Fail Sadretdinov was found guilty of fraudulently registering an apartment deal in 2002. Investigators said Sadretdinov used a forged will to take possession of an apartment in Moscow.
Sadretdinov denied any wrongdoing and said he was incriminated on fabricated evidence. He said he intends to contest the verdict within 10 days.
"We expected a verdict like this. All this is a hideous fabrication," defense attorney Ruslan Kolev said.
On May 5, 2006, a jury cleared Sadretdinov along with two other defendants - Chechens Kazbek Dukuzov and Musa Vakhayev - of Klebnikov's 2004 killing, but the Supreme Court overturned the acquittal in November and ordered repeat hearings for February 15 of this year.

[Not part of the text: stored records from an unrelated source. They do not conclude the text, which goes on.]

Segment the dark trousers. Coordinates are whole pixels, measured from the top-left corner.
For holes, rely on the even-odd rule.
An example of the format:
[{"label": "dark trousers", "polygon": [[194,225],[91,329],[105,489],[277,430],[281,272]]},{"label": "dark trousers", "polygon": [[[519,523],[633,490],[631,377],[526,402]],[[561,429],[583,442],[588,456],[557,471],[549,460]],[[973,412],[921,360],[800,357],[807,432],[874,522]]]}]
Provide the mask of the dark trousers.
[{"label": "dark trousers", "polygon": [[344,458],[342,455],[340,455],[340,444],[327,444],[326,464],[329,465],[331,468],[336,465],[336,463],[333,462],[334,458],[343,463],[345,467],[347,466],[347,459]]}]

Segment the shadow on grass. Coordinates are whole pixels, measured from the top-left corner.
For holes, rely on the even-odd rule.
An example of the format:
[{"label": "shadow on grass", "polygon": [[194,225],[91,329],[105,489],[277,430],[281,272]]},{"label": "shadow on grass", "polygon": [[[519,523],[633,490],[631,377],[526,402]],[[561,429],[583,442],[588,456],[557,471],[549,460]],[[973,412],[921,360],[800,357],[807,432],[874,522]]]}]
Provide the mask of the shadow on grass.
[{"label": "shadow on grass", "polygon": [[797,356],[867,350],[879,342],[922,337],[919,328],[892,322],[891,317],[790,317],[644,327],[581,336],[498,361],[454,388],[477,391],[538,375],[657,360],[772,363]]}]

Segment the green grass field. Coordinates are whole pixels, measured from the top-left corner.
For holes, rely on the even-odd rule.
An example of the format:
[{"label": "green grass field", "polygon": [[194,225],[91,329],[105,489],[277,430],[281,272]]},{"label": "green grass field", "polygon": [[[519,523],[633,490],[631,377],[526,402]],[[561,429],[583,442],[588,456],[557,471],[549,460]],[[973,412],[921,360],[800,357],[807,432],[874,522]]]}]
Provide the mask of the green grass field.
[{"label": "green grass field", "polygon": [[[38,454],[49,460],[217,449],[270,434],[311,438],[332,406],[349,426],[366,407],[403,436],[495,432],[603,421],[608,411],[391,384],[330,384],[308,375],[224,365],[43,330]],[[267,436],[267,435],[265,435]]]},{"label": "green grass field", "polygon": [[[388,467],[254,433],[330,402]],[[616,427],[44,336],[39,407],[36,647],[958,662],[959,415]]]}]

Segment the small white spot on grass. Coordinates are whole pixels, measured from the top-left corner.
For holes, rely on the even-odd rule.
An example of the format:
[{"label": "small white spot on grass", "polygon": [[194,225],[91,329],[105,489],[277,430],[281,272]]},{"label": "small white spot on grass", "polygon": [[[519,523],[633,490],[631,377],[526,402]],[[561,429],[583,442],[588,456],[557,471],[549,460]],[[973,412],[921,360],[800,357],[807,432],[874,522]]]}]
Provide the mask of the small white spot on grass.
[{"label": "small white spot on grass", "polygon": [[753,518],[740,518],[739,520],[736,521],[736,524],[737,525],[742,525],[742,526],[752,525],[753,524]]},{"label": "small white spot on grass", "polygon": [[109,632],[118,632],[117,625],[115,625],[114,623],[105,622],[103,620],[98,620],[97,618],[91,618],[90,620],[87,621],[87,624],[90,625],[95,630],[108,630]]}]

Klebnikov had worked for Forbes since 1989 and gained a reputation for investigating murky post-Soviet business dealings and corruption. He became the first editor of Forbes Russia when it was launched in April 2004. He was shot dead on a Moscow street three months into the job.
After the Supreme Court quashed the non-guilty verdicts, Sadretdinov made an unsuccessful suicide attempt in December.
Koblev said at the time that his client, driven "by despair and violations of his rights in the court system," had tried to hang himself in a cell of the Butyrsky detention center, where he had been held for more than a year, but that fellow inmates prevented him from doing so.